In spite of a number changes, our results show that the 4-subtest form Similarities + Vocabulary + Matrix Reasoning + Block Design [SiVoMrBd], in the WISC-IV and WISC-V, is globally efficient in the identification of IGC. It appears to evaluate the three most discriminating cognitive abilities in the identification of IGC, i.e., Knowledge-Comprehension, Fluid reasoning, and Visual processing (Volker et al., 2006). Moreover, the composite score using the Similarities and Matrix Reasoning (SiMr) subtests, in the two recent Wechsler scale, appears to provide one of the best 2-subtest forms for the identification of IGC. These two types of short form thus appear to provide acceptable means of identification, for the selection of candidates for complementary evaluations (Prewett, 1995).
In the context of learning disabilities, an abbreviated intellectual assessment using Similarities, Vocabulary, Matrix Reasoning, and Block Design subtests can allow clinician psychologists to be less biased an overall cognitive aptitude estimation. Indeed, these subtests seem to be less affected by the specific learning disabilities (e.g., Toffalini et al., 2017a,b). The time gain allows us to add another cognitive assessments such as the complex span tasks to assess working memory capacity (e.g., Gonthier et al., 2017).
The Gc, Gf, and Gv abilities evaluated by the subtests of the GAI score appear to provide the best discrimination in the identification of IGC. This is based on the idea that these cognitive abilities appear to be the characteristics of high intellectual potential (Margulies and Floyd, 2009). Thus, psychologists should choose measurements that are well adapted to characteristics that are related to intellectual giftedness (Pierson et al., 2012).
Our results reveal the importance of relying on a theoretical model of cognitive ability, with the aim of identifying IGC as a CHC model. In addition, this theoretical model can be very helpful for the schooling of children in general (Aubry and Bourdin, 2016) and IGC in particular (Warne, 2016).
Any decision in this respect should not be made solely on the basis of the composite score from the short form. It is also important to recognize the reality of measurement errors, which can prevent the correct identification of IGC (Pierson et al., 2012). It is thus recommended to implement a multidimensional evaluation of IGC's characteristics (McClain and Pfeiffer, 2012).
We have shown that some short forms have satisfactory psychometric qualities. However, they have to be accompanied by other assessments such as a teacher rating scale, such as the Gifted Rating Scales–School Form (GRS; Pfeiffer and Jarosewich, 2003) in order to improve the quality of IGC identification (McBee et al., 2013, 2016). Short measurements appear to be reasonable tools for the prediction of global scores of complete batteries of tests, for the identification of children with intellectual giftedness (Newton et al., 2008).
Limitations of Our Study
Our simulation of data is very close to our empirical data. However, their relation is not perfect. So, it may have some difference with empirical data for WISC-V short forms. In terms of future perspectives, it would be interesting to implement a detailed analysis of the specificity and sensitivity of each short form of WISC-V identified as being reliable and valid for the identification of IGC.
Among the limitations of our study, the relatively small number of typical children in our sample means that our results must be considered with caution. We tried to estimate the AUC, sensitivity and specificity of all short forms scale.
The identification of IGC based on the use of standardized tests such as the Wechsler scale is often time-consuming. This drawback can prevent other evaluations from being made, which could be essential for the education of these children with specific needs. The development of a short form of the recent version of Wechsler scale is thus useful for the fast and efficient identification of IGC. This short form would then allow the need for a more in-depth evaluation of various cognitive and socioemotional characteristics to be determined.
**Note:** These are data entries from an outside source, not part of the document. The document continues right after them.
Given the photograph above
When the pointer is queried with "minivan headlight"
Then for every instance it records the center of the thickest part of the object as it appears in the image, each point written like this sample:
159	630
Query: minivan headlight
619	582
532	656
Our study evaluated nine 2-subtest forms and nine 4-subtest forms, based on the linear method of Tellegen and Briggs (1967). In order to evaluate these different short forms, we computed with simulated datasets several psychometric indicators that were reorganized into groups with an agreement indicator for FSIQ and GAI scores. We also computed the AUC, sensibility and specificity, on the basis of the 117 IGC and 52 typical children in our sample.
Our results show that the 4-subtest short form at the WISC-IV and WISC-V, Similarities + Vocabulary + Matrix Reasoning + Block Design [SiVoMrBd], appears to be one of the most reliable forms for the identification of IGC. Among the 2-subtest forms at the WISC-IV and WISC-V, the Similarities + Matrix Reasoning [SiMr] version appears to ensure an optimal compromise between reliability and accuracy, for the estimation of FSIQ and GAI scores. In the case of our sample, this outcome led us to question the usefulness of relying on a theory of cognitive aptitudes such as that of the CHC model, in order to determine the specific cognitive characteristics of IGC. We are of the opinion that the elaboration of a short form should take these specific cognitive characteristics into account, in order to obtain sufficiently accurate identification of IGC.
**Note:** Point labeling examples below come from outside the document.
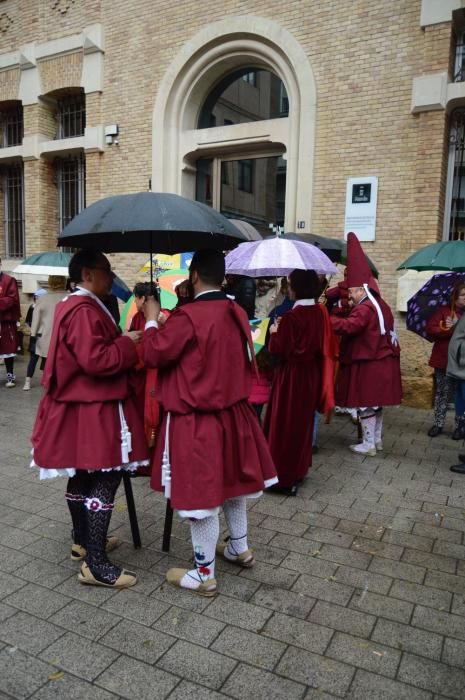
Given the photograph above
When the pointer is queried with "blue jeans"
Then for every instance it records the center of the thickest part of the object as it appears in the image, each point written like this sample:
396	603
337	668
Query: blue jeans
460	399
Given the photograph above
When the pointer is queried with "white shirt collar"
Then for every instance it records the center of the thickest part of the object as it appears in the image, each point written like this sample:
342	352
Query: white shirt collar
304	302
207	291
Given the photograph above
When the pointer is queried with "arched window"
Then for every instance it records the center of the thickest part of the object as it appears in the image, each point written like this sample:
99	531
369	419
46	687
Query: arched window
234	123
245	95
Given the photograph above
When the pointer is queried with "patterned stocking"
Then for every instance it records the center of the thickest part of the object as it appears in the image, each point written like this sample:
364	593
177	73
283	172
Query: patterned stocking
235	513
204	535
99	505
379	427
76	493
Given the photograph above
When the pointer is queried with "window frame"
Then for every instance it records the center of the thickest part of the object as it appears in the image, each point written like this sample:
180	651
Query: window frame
14	224
66	212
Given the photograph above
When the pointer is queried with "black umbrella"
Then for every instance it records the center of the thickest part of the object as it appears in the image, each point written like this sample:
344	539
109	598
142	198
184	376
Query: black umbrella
143	223
147	222
335	248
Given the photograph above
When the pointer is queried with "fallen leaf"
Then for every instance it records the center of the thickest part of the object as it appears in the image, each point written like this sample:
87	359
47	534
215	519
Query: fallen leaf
56	676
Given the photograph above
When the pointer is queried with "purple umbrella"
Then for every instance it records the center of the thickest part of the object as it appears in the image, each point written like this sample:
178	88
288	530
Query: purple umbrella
274	257
434	293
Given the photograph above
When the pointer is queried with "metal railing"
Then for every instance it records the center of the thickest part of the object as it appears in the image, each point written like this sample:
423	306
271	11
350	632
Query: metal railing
13	185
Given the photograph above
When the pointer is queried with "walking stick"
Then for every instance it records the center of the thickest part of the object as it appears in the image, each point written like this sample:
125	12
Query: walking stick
168	527
131	510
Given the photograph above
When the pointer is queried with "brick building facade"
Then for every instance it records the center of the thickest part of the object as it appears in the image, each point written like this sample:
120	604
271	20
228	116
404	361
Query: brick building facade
371	90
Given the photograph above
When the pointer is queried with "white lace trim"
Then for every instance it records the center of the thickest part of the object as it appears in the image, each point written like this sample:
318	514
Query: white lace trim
207	512
51	473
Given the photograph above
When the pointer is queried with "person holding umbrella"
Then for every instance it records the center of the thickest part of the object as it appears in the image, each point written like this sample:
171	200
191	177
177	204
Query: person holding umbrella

The participant's data were retrieved from clinical psychologists as part of their day-to-day clinical practice and a further examination ran with aim of developing a short-form of the Wechsler' scale.
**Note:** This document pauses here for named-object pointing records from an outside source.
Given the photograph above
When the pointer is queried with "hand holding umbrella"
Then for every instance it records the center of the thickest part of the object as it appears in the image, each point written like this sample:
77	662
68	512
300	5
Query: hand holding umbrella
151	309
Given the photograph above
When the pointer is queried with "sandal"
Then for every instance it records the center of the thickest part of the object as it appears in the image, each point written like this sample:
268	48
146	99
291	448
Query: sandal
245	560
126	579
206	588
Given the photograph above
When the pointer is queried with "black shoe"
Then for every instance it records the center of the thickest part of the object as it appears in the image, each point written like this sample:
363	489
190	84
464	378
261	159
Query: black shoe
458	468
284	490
AA and BB designed the study. AA performed data collection and analyzed the data. AA and BB wrote the manuscript.
AA's PhD is part of the HPISCOL project, both supported by the Hauts-de-France region council and the FEDER (European Fund for Regional Development).
Conflict of Interest Statement
The authors declare that the research was conducted in the absence of any commercial or financial relationships that could be construed as a potential conflict of interest.
First and foremost, we extend our thanks to the children and families who participated in our study. The authors also extend their warm thanks to Claire Touchet, Corentin Gonthier, Émilie Lacot, Geoffrey Blondelle, Yannick Gounden, and Marc Chatterji for their advice and their proofreading of this paper. The authors thank also Académie de Versailles, Florence Pâris, Philippe Coche, Isabelle Sage, and Éric Turon-Lagot for their help. The authors also want to thank the two reviewers for their suggestions to improve this article. This research was supported by the European Regional Development Fund (ERDF) and the Regional Council of Haut de France for the HPISCOL project: Enfants et adolescents à haut potentiel: Identification et scolarisation.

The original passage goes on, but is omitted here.